A partir de là, un groupe alternatif de discussion a été créé pour faire une contreproposition. Le groupe était constitué par des représentants de STTR-Santarém, de Terra de direitos, de FASE, de Pastorales sociales, de la Commission pastorale de la terre (CPT), de TAPAJOARA, du Conseil national des populations “extractivistes” (CNS), du Centre d'appui aux projets d'action communautaire (CEAPAC) et de leaders de la RESEX. Parallèlement à cela, le mouvement indigène discutait aussi du sujet, dans la même optique et avec une grande préoccupation, puisqu'ils avaient reçu des nouvelles et des alertes concernant d'autres projets déjà mis en route sur des terres indigènes qui comportaient certains problèmes quant à l'autonomie de ces peuples.

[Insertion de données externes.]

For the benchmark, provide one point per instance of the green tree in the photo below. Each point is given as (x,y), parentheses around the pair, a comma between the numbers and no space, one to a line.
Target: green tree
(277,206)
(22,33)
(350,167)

Le 4 août 2015, l'ICMBio a mis sur pied une réunion pour laquelle il a fait appel à toutes les organisations du groupe, aux organisations impliquées dans l'action de la RESEX, et au Ministère public fédéral. Le Ministère a suggéré que les discussions reprennent avec une forte participation de la RESEX, et tout le monde a été d'accord. Au cours de la réunion on a mis en exergue la nécessité que le projet respecte tous les protocoles internationaux prévus, qu'il respecte les droits constitutionnels, statutaires et coutumiers associés à la propriété de terres, la désignation officielle des terres occupées, la représentation des communautés locales et l'utilisation des ressources naturelles des peuples indigènes et des petits propriétaires, en plus de se conformer entièrement à la Déclaration universelle des droits des peuples indigènes de l'ONU et de la Convention 169 de l'OIT.

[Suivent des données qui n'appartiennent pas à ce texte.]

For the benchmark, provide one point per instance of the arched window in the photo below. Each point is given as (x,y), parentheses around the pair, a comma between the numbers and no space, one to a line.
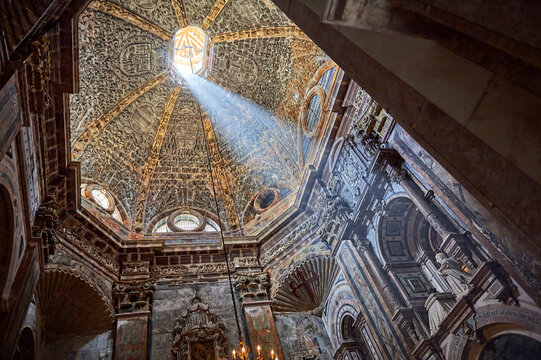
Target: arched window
(161,226)
(326,80)
(100,198)
(185,220)
(352,334)
(211,226)
(103,199)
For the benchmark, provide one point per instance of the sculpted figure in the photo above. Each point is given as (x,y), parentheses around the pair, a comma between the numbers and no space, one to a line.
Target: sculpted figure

Le 11 du même mois (août) a eu lieu une réunion au siège du STTR à Santarém, coordonnée par l’ICMBio et par l'entreprise responsable de l'élaboration du projet, Biofilica, une entreprise brésilienne qui, d'après sa page web, “est orientée vers la commercialisation des services environnementaux”. La stratégie consistait à convaincre les participants de la nécessité de mettre en route le projet pour viabiliser financièrement l’application de programmes et de sous-programmes du plan de gestion de la RESEX.

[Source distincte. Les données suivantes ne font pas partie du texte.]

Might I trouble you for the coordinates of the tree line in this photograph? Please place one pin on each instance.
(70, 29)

Le 13 août, le mouvement indigène a occupé le siège de l'ICMBio à Santarém, en émettant diverses revendications, dont la principale était l'annulation du projet de carbone. Comme résultat immédiat de cette action, et après bien des négociations, l’ICMBio national a suspendu temporairement les discussions jusqu'à ce que soient apportés de nouveaux éclaircissements. Actuellement, les mouvements poursuivent leur mobilisation, et continuent à s'opposer à la mise en oeuvre du projet, car ils considèrent que les projets de ce type ne sont pas orientés vers la solution effective de la crise environnementale mondiale, et qu'ils portent atteinte à l'autonomie et à la sécurité territoriale des communautés traditionnelles qui habitent les endroits les mieux préservés de la planète et coexistent avec eux en harmonie. Ils signalent ainsi qu'une autre forme de développement est possible, en dehors de l'optique mercantiliste et financière.